To discuss the problem, let's go back to the mid-1980s. When players were drafted, there was no fanfare. Or MLB TV coverage. Players received an official telegram notifying them of their selection. There were no bonus pools. The player agreed (and signed), or didn't (and went on with his life).
In the late 2000s, teams had specific dollar amounts attached to selections. They couldn't go over said limits without running it by the Commissioner. This threat prevented many teams from aggressively shopping on draft day. This was the draft-day culture when Epstein was hired by the Cubs. Before his first draft in Chicago, draft spending had been firmly handcuffed.
Specific choices were assigned certain slot values, and exceeding the total team amounts by a specified limit would subtract future draft selections. No team has challenged that. What limiting spending has wrought is either shocking, or entirely predictable. Not only do teams with horrific records select first, they get the most to spend. Lose 100 games, eat at a posh buffet. Win 95, select late every round, and be limited to $4.5 million in bonus spending. Since owners enjoy cost-controlled talent, do the math.

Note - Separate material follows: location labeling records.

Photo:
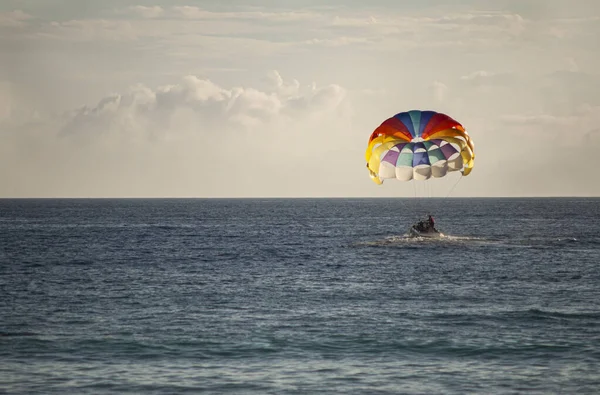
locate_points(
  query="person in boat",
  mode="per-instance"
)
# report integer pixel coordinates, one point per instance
(431, 221)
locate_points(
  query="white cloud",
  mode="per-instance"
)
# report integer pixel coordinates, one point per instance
(132, 143)
(439, 91)
(15, 18)
(147, 12)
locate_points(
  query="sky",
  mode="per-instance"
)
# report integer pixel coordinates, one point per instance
(265, 98)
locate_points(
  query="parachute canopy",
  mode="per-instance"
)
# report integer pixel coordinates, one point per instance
(418, 145)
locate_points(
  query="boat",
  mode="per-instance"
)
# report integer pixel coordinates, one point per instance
(431, 234)
(422, 229)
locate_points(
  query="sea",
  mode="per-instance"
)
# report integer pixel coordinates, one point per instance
(299, 296)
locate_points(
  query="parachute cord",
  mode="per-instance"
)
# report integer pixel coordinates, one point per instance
(455, 184)
(415, 208)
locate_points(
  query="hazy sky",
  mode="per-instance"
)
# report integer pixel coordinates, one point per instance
(278, 98)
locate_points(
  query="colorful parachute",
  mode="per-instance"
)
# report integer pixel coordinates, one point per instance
(418, 145)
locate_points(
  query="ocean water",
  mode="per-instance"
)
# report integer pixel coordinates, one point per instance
(299, 296)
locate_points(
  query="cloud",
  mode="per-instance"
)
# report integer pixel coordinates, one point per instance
(147, 12)
(15, 18)
(181, 139)
(439, 91)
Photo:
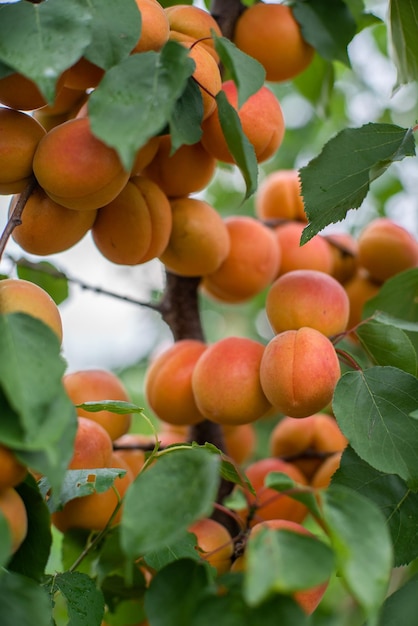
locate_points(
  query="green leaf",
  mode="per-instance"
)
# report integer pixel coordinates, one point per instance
(282, 561)
(32, 39)
(115, 30)
(393, 497)
(328, 27)
(247, 73)
(32, 556)
(38, 418)
(22, 601)
(85, 603)
(179, 488)
(140, 93)
(347, 165)
(388, 345)
(403, 26)
(372, 409)
(238, 144)
(362, 546)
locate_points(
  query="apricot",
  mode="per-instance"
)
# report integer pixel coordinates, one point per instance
(307, 441)
(251, 265)
(155, 27)
(307, 298)
(385, 249)
(92, 445)
(168, 383)
(268, 503)
(261, 119)
(76, 169)
(279, 196)
(191, 23)
(214, 543)
(21, 296)
(307, 599)
(315, 254)
(299, 371)
(19, 137)
(271, 35)
(12, 471)
(226, 381)
(41, 217)
(14, 510)
(93, 512)
(95, 385)
(188, 170)
(199, 240)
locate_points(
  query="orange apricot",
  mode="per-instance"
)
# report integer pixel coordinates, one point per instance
(299, 371)
(261, 119)
(315, 254)
(41, 217)
(188, 170)
(168, 383)
(94, 385)
(21, 296)
(307, 442)
(307, 298)
(14, 510)
(19, 137)
(155, 27)
(214, 543)
(386, 248)
(251, 265)
(279, 197)
(76, 169)
(199, 240)
(12, 471)
(226, 381)
(267, 503)
(92, 445)
(271, 34)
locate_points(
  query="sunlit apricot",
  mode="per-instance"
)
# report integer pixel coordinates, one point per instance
(22, 296)
(94, 385)
(271, 34)
(41, 217)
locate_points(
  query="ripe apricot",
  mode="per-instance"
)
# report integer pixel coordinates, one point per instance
(93, 512)
(199, 240)
(214, 543)
(41, 217)
(310, 598)
(19, 137)
(251, 265)
(261, 119)
(155, 28)
(386, 248)
(299, 371)
(307, 441)
(76, 169)
(271, 34)
(94, 385)
(307, 298)
(21, 296)
(168, 383)
(268, 503)
(226, 382)
(315, 254)
(188, 170)
(14, 510)
(92, 445)
(279, 196)
(12, 471)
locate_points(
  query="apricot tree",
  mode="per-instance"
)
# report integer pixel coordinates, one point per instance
(130, 122)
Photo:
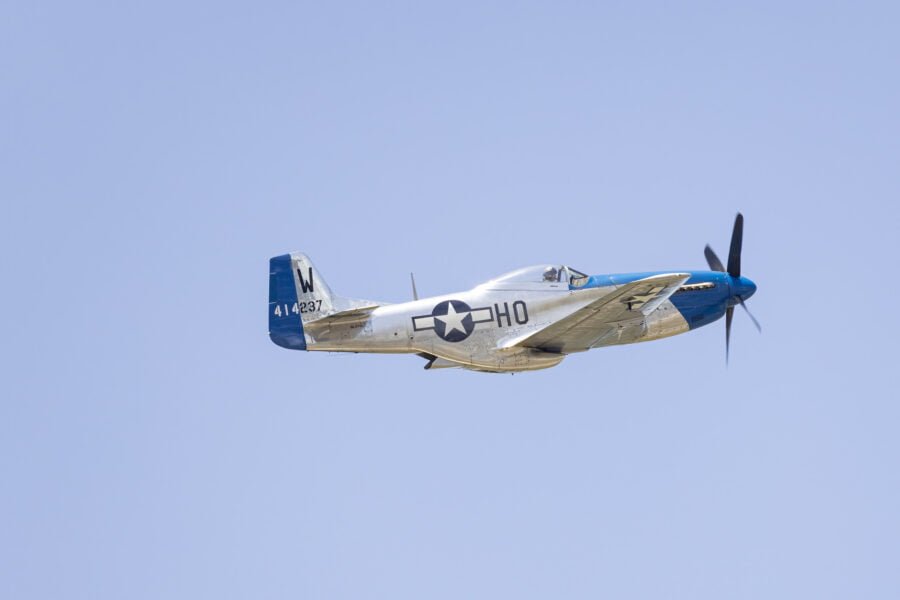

Epstein's Cubs (and Red Sox) each struggled on occasion. He grasps the importance of developing talent well, whether he nailed it or not. A step to limit so-called tanking could be to stop rewarding teams for being bad. While some prefer somewhat severing draft order from win-loss record (I'm not entirely opposed), I'd prefer to sever draft spending from win-loss success. Let every team spend up to $8 million in signing bonuses, unless they've lost draft picks (through free agent compensation or other punitive measures, like the Astros). Acknowledge the importance of the draft, and let the better front offices gain the full benefit of more spending power. Let teams that select earlier spend a million or two more in total, not twice as much, or more.
If a team is totally sunk for the season in late September, adjust playing time because of it. Planning "losses with benefits" shouldn't kick in in July. Or March. Or December. With an international draft likely due soon, the teams at the bottom may soon have the first shot at all the best talent. I doubt that will be a temptation. (Laughs hysterically.)
While I dig the idea of normalizing spending, it won't play. The fear is, as always, envy. The smaller markets, and teams with less-efficient development pipelines, would run frightened to Mr. Baseball One, Rob Manfred. "But, then, the teams that want to win will draft and sign hard-to-sign preps in later rounds." And, they'd be right. Teams that want to win will push envelopes. Billionaires committed to $80 to $120 million payrolls would lose a coveted edge.
To find a solution to “fix” baseball, 23 owners have to agree with 50 percent-plus-one of the players union. That's tough to do, as both sides want the larger taffy portion on their half of the apple.